What Happens After A Brand Has A Self-Destructive Moment?
The right branding campaign needs to match the vision, mission and message of a brand, as well as fit the zeitgeist of the target market. All of this is not necessarily easy, and it will often take a considerable amount of planning with the help of a branding agency to get the right message out there.
Of course, some branding campaigns fall into a brand’s lap as a result of an unexpected success, whilst in other cases a carefully curated brand just misses the mood of the moment. Marketing can often be a matter of fine margins.
In some cases, however, a blunder is so clearly a bad idea that it becomes inherently self-destructive, necessitating drastic changes to save a brand’s image or even leading to a complete collapse.
Here are some of the most notable acts of self-destructive marketing and what happened next.
Saying The Quiet Part Loud
Reputation can be a double-edged sword, as recognition and notoriety often go hand-in-hand in the world of business, and it can lead to some difficult decisions when it comes to deciding to either downplay public perception, lean into it or battle against it.
One of the most infamously misjudged examples of trying to lean into a bad reputation came with Ratners Group, a large jewellery company that owned H. Samuel and Ernest Jones.
Ratners themselves were an infamously brash, low-cost jewellers that drew the ire of much of the market but were highly popular in spite of (or more likely because of) that perception of tackiness.
However, that popularity was immolated overnight alongside half a billion pounds of stock value after a rather infamous speech to the Institute of Directors by director Gerald Ratner where he openly mocks the low quality of his products in a way that insults the customers who like them.
Ratners Group nearly collapsed as a result, and Gerald Ratner himself was dismissed within a year.

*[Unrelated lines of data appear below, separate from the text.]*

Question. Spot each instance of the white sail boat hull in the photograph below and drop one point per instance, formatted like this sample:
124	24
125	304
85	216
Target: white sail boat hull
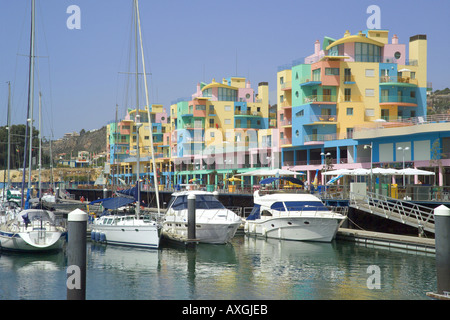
135	233
32	241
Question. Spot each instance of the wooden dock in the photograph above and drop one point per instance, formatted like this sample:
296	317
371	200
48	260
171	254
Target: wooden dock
387	240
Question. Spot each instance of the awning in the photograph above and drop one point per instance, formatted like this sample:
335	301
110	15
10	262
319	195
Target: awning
290	179
113	203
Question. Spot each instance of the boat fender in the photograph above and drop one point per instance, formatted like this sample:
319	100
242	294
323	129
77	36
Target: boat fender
264	232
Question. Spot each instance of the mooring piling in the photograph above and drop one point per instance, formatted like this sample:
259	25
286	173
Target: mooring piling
76	255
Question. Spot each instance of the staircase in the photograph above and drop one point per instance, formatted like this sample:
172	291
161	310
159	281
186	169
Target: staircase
409	213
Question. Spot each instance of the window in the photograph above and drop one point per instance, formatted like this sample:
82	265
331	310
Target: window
370	92
370	73
348	94
300	113
365	52
331	71
349	133
370	112
316	75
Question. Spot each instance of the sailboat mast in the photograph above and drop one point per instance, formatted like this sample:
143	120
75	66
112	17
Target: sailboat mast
155	176
29	125
9	135
40	145
137	117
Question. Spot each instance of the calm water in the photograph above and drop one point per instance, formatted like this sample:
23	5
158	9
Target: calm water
247	268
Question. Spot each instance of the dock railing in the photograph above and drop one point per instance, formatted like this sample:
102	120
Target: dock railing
406	212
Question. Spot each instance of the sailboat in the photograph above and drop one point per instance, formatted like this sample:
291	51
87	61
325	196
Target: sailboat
131	230
33	230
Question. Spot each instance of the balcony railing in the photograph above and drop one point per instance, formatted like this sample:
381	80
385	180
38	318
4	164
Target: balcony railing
351	98
324	118
319	98
398	99
394	79
286	122
286	85
285	141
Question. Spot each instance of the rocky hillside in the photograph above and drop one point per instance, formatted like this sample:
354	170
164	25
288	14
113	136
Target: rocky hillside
91	141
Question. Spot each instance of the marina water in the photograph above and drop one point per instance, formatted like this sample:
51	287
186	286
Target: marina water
247	268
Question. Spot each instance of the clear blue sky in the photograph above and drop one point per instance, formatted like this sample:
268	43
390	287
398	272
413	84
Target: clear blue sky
186	41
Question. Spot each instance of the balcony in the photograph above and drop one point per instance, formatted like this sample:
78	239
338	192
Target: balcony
398	81
285	123
286	142
247	113
324	119
320	99
351	98
349	79
399	100
286	85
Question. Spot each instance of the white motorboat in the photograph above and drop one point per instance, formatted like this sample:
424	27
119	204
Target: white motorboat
131	230
292	216
32	230
214	223
127	230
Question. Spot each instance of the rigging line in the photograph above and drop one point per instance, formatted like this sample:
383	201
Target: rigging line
148	111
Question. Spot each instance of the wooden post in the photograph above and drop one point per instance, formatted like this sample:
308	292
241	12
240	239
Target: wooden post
76	255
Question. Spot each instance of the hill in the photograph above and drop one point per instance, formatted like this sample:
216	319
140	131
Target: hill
91	141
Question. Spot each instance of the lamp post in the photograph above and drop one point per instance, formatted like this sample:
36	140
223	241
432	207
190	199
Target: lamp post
371	159
325	155
403	149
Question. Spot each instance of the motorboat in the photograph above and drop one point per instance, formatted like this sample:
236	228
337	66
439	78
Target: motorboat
32	230
127	230
292	216
215	224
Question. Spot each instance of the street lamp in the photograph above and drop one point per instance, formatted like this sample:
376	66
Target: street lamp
371	159
403	149
325	155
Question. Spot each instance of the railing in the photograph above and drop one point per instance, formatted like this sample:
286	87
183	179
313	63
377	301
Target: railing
319	98
324	118
406	212
395	79
285	122
351	98
436	118
397	98
286	85
285	141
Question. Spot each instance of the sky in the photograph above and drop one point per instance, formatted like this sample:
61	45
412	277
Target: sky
84	73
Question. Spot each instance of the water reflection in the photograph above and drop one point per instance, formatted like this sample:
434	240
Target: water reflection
247	268
30	276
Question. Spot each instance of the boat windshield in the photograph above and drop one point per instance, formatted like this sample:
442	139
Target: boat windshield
202	201
299	206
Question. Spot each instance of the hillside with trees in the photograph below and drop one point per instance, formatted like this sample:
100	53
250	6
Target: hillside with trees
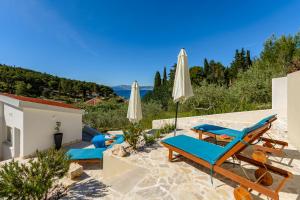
25	82
243	85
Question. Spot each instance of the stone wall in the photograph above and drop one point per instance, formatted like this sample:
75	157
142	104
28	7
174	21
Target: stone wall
236	120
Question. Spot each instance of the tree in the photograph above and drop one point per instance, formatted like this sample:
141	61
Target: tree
165	79
248	61
157	81
196	74
172	74
20	88
206	68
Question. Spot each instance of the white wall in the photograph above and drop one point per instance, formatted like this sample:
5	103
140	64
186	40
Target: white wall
293	109
1	127
13	117
279	96
39	128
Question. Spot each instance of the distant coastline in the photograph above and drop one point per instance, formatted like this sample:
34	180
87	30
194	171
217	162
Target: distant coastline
124	90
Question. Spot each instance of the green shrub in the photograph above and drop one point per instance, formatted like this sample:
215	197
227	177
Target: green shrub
133	134
157	134
167	128
35	179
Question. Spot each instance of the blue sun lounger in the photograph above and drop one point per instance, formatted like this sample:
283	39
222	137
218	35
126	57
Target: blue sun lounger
213	156
92	154
219	130
269	143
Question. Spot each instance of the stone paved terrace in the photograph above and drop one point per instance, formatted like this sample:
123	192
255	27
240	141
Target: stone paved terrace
156	178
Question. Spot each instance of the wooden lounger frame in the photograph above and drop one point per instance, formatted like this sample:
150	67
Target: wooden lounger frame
273	150
235	151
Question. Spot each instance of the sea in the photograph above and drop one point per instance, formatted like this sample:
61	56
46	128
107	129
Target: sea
126	93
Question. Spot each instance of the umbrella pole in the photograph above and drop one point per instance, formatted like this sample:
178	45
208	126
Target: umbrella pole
177	104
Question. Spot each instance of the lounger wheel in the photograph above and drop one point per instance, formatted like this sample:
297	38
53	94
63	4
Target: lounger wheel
241	193
264	177
259	156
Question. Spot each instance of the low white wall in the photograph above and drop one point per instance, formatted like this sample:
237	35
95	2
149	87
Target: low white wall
1	127
293	108
13	117
39	128
279	96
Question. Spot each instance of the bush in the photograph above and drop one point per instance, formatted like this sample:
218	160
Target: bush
133	134
34	179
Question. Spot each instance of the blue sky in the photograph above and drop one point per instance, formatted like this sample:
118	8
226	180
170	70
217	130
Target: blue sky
116	42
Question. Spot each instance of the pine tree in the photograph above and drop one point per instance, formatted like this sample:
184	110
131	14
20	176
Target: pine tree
206	68
164	82
248	61
242	60
157	80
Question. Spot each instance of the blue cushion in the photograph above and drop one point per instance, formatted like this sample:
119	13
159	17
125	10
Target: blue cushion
218	130
118	140
86	154
199	148
99	141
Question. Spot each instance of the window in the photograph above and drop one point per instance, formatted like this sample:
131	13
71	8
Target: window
9	134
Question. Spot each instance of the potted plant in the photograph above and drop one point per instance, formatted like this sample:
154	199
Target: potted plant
58	136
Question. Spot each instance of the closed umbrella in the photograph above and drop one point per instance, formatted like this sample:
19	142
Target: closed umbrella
134	113
182	88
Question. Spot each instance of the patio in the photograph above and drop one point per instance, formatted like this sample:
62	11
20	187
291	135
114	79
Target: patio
156	178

The term “doing a Ratner” was coined for examples of self-destructive brand communications where an executive insulted their product, their customers, or both.
A Fashion Timebomb
Fashion brands are often shaped by prominent figures within the company, but one of the most famous examples of that is the fall of Abercrombie & Fitch under the leadership of Mike Jeffries.
After he became CEO in 1992, he led the historic clothing brand through a complete change in its product offering and demographic focus, going all in on children, teenage and young adult customers with a particular focus on pandering to a “young, rich and beautiful” luxury lifestyle.

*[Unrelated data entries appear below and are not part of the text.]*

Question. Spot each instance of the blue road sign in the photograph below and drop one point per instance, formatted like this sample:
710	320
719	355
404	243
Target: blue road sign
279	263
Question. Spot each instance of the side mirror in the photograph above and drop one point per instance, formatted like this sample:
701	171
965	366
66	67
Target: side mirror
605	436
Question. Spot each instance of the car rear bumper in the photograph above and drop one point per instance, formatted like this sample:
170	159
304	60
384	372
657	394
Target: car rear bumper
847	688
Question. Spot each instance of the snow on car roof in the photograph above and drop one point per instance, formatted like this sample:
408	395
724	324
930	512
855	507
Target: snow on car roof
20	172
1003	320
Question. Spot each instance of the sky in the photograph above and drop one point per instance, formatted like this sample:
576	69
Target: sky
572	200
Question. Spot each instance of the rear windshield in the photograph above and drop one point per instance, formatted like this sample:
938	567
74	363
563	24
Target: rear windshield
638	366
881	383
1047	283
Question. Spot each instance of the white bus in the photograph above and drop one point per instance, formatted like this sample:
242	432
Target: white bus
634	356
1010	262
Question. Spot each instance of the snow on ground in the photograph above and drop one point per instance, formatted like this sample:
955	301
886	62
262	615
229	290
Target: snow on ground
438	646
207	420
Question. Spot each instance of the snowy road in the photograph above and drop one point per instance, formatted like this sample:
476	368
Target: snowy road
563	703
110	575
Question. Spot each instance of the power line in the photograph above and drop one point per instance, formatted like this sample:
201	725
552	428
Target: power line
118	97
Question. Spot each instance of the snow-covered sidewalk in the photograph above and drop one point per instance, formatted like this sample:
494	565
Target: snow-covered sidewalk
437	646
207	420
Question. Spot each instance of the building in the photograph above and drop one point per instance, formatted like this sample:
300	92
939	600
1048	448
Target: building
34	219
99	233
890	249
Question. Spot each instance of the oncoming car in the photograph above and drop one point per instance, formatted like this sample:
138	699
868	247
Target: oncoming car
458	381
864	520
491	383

In 2006, he vocalised it in a way that would eventually not only severely damage the company but also lead to allegations of sex trafficking that have led to a criminal investigation that as of 2024 is still ongoing.

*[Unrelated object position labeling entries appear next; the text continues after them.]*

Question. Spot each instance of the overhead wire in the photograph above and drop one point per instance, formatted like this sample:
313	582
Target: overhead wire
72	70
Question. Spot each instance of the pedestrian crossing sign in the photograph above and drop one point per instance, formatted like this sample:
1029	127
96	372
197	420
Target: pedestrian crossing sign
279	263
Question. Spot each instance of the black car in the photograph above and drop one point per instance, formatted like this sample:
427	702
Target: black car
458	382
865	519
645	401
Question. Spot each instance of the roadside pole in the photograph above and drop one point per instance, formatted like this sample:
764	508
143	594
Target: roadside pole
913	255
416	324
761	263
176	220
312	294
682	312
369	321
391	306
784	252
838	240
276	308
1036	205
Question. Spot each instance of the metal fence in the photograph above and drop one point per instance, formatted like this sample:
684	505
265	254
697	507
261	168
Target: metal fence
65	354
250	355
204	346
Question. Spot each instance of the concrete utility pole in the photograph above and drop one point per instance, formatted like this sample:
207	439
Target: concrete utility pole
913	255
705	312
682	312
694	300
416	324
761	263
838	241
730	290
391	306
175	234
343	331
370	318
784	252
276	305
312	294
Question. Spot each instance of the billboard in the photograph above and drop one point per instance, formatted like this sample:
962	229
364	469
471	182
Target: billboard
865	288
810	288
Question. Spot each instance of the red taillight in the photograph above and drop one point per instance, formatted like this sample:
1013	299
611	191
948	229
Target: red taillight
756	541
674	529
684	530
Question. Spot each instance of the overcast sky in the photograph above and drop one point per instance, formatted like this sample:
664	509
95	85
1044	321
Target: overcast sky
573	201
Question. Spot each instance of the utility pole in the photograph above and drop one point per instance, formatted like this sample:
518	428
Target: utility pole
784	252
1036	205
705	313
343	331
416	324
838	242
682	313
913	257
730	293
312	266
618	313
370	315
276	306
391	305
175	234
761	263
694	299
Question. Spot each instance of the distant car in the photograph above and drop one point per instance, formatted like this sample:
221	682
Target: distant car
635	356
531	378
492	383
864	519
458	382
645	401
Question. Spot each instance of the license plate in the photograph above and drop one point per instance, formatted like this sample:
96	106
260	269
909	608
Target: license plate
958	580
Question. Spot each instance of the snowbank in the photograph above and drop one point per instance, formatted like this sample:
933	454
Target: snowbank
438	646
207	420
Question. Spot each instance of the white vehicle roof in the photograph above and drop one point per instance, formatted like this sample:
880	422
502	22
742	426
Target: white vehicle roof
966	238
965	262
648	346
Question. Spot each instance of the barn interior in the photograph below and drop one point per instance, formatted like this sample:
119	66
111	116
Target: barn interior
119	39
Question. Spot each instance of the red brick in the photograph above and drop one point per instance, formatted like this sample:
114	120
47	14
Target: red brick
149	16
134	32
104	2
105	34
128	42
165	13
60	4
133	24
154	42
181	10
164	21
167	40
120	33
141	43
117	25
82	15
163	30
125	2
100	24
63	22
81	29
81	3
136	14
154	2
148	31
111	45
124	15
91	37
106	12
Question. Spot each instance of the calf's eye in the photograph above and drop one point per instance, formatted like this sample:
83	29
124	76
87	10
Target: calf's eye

He noted in an interview with the magazine Salon that he focused on “good-looking people” both in hiring policies (later the subject of a criminal investigation) and customers, which led to a racial discrimination lawsuit as well as accusations of ageism and body shaming.
Whilst in the short term this tactic seemed to be successful, it also led to a sudden and dramatic collapse of the brand after the global financial crisis, and A&F’s recovery involved turning its back on the practices that were epitomised by his self-destructive comments.